Agrippa commença et Auguste acheva la construction du Diribitorium; on nommait ainsi le lieu où la paie était donnée aux soldats. C’était un édifice très considérable, le plus vaste qui fût couvert d’un toit, si bien que, le toit ayant été détruit, on ne put le rétablir. Chacun conçoit que sous les empereurs la paie des soldats était une grande affaire et méritait qu’un vaste édifice lui fût consacré. Là était l’essence du gouvernement impérial, et non dans le simulacre d’élections qui avait encore lieu dans les Septa. Ceux-ci étaient un vieux monument républicain que l’on replâtrait par hypocrisie. Le Diribitorium au contraire était un monument impérial par excellence. Par ces constructions et ces embellissemens. Agrippa savait bien qu’il faisait sa cour à Auguste, car Auguste aimait que l’on bâtit, comme il bâtissait lui-même.
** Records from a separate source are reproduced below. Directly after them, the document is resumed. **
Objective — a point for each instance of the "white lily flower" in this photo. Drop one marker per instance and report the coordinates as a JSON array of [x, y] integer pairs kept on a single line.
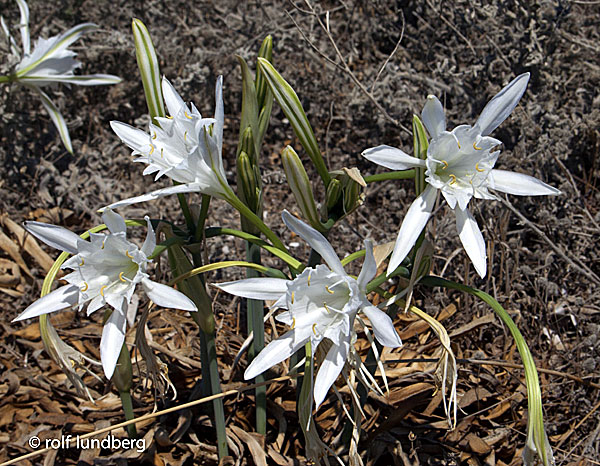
[[106, 270], [186, 148], [460, 164], [321, 302], [50, 62]]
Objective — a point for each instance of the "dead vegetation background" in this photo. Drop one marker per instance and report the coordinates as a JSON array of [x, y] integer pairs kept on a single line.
[[543, 251]]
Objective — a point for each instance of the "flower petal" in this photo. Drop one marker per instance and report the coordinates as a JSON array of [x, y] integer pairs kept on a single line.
[[412, 226], [113, 221], [172, 98], [61, 298], [181, 188], [472, 239], [55, 236], [330, 368], [134, 138], [113, 337], [369, 268], [383, 327], [166, 296], [270, 289], [520, 184], [277, 351], [316, 241], [502, 104], [433, 116], [392, 158]]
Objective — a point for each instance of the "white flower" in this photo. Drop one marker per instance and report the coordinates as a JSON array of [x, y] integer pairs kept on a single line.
[[50, 62], [106, 270], [460, 164], [186, 148], [321, 302]]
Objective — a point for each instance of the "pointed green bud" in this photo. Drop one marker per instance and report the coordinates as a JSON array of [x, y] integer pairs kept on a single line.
[[420, 144], [334, 192], [300, 185], [266, 52], [149, 70]]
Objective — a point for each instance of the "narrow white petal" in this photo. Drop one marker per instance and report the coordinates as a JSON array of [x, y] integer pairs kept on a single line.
[[150, 241], [113, 337], [472, 239], [383, 327], [519, 184], [316, 241], [412, 226], [182, 188], [277, 351], [172, 98], [369, 269], [135, 138], [113, 221], [433, 116], [166, 296], [503, 103], [219, 113], [55, 236], [330, 369], [56, 118], [256, 288], [61, 298], [392, 158]]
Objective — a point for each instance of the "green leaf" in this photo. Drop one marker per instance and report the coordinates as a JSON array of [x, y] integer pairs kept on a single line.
[[292, 108], [149, 70]]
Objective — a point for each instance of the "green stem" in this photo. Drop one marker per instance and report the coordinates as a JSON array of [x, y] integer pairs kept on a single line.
[[398, 175]]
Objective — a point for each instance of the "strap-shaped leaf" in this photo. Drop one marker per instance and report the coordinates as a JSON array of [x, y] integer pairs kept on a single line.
[[149, 70], [292, 108]]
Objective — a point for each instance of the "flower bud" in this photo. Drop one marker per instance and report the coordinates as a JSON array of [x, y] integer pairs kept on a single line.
[[300, 185]]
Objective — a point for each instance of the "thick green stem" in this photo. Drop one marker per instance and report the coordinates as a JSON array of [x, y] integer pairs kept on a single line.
[[399, 175]]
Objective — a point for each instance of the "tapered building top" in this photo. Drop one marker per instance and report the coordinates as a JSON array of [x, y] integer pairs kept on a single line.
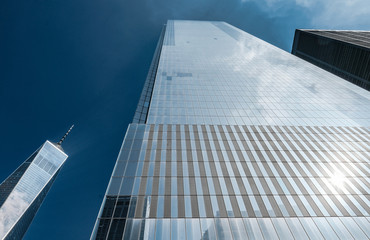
[[65, 135]]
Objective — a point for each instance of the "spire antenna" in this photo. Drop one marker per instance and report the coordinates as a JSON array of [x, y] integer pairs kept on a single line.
[[65, 135]]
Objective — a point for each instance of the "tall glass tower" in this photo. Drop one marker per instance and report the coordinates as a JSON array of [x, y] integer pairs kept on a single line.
[[343, 53], [234, 138], [23, 192]]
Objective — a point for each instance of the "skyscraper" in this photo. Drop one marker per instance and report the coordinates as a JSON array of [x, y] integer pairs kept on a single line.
[[23, 192], [235, 138], [344, 53]]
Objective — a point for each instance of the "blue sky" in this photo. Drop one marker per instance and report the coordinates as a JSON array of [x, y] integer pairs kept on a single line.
[[66, 62]]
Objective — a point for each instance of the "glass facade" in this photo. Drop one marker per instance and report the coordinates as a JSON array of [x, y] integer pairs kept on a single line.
[[23, 192], [344, 53], [241, 141]]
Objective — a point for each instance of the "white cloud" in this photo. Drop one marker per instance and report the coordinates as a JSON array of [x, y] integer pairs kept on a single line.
[[334, 14], [11, 210]]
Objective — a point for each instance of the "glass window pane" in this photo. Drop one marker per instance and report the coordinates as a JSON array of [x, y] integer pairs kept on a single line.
[[237, 228], [208, 229]]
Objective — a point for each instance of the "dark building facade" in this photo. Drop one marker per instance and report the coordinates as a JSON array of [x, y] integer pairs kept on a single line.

C’est pour obéir à ses exhortations que Statilius Taurus éleva le premier amphithéâtre en pierre qu’eussent vu les Romains, modeste précurseur du gigantesque Colysée, et dont l’emplacement est indiqué par une butte formée de ses décombres; Philippus, le temple d’Hercule Musagète, c’est-à-dire qui conduit les Muses (en effet les Muses suivaient la Force); Asinius Pollion, l’atrium de la Liberté; — il prenait bien son temps pour consacrer un édifice à la Liberté ! mais Auguste lui en avait donné l’exemple; — Balbus, le théâtre qui porta son nom; enfin Agrippa, de nombreux édifices.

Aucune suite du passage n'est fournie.